If you're concerned about privacy it may be time to re-evaluate messaging platforms. WhatsApp flunked the “Who Has Your Back?” test from the Electronic Frontier Foundation, the annual assessment that scores companies based on how well they protect user data from censorship and surveillance.

The EFF released its fifth annual “Who Has Your Back?” report this week, grading various technology and telecommunications companies on how transparent they are when it comes to informing users about government requests for information. WhatsApp, the Facebook-owned smartphone messaging app, earned only one of five stars, tied for last place with AT&T. Nate Cardozo, an EFF staff attorney who worked on the report, told Wired the EFF spoke to WhatsApp about its privacy policy a year ago.
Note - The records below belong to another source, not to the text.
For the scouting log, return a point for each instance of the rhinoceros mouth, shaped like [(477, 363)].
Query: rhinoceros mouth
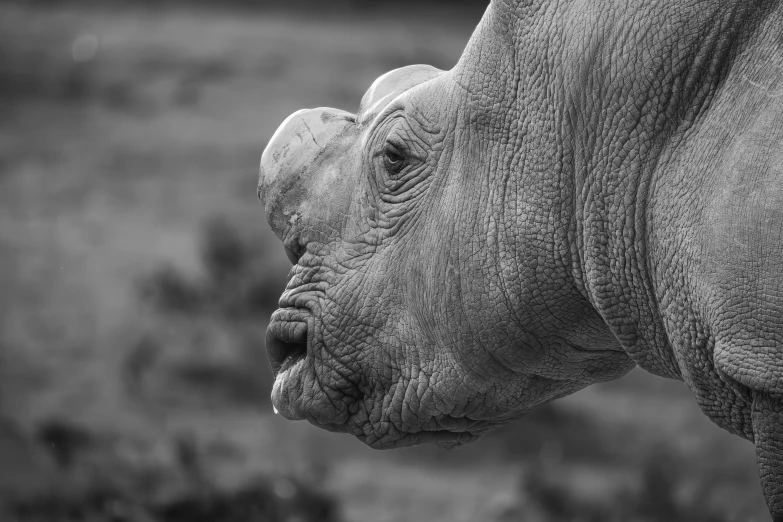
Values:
[(286, 339)]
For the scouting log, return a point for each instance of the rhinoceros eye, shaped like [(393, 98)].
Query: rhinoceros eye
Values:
[(394, 159)]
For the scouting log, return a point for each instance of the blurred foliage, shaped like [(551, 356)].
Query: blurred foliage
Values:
[(96, 483)]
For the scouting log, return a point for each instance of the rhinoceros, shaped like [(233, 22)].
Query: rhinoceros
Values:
[(595, 185)]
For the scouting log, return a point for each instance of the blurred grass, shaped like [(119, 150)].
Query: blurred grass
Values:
[(138, 275)]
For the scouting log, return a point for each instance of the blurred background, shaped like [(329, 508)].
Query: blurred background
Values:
[(137, 276)]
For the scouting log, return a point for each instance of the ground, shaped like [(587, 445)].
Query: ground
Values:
[(138, 273)]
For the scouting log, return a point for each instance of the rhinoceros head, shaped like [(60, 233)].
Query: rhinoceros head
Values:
[(431, 297)]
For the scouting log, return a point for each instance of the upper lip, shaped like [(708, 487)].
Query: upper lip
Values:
[(286, 338)]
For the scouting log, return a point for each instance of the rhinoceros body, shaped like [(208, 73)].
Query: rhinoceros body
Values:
[(595, 185)]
“We were very optimistic they'd get policies and procedures in place after the Facebook acquisition,” he said. “Facebook is lawyered up and they know how to create these policies. WhatsApp didn't, and that's disappointing.”

Apple was one of nine companies that earned full marks from the digital rights groups. Newcomer Reddit earned four stars, and Google slipped from five stars in 2014 to three.
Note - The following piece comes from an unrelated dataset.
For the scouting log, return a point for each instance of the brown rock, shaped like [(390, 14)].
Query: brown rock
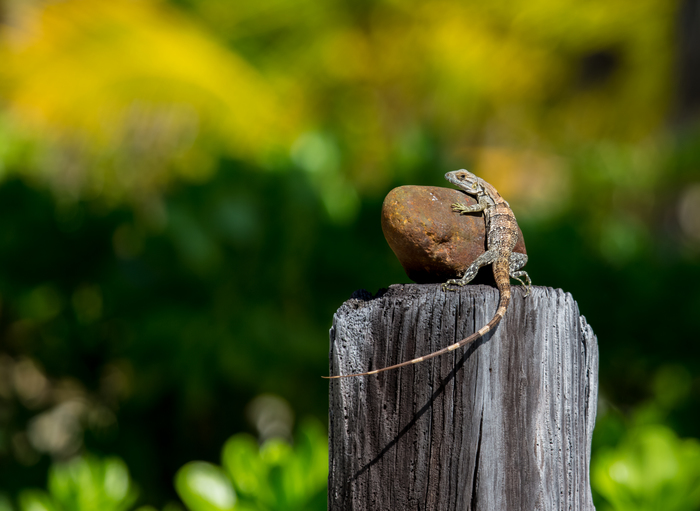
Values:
[(432, 242)]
The EFF awarded stars based on whether the company follows industry-accepted best practices, tells users about government data demands, discloses policies on data retention, discloses government content removal requests and whether it has a pro-user public policy and opposes surveillance backdoors.

WhatsApp earned a star only for opposing surveillance backdoors, a kind of security hole the FBI has asked Congress to enact into law. AT&T follows industry-accepted best practices and Verizon Wireless earned two stars for disclosing content removal requests and following best practices. Adobe, Credo Mobile, Dropbox, Sonic.net, Wikimedia, WordPress and Yahoo! each earned five starts, along with Apple.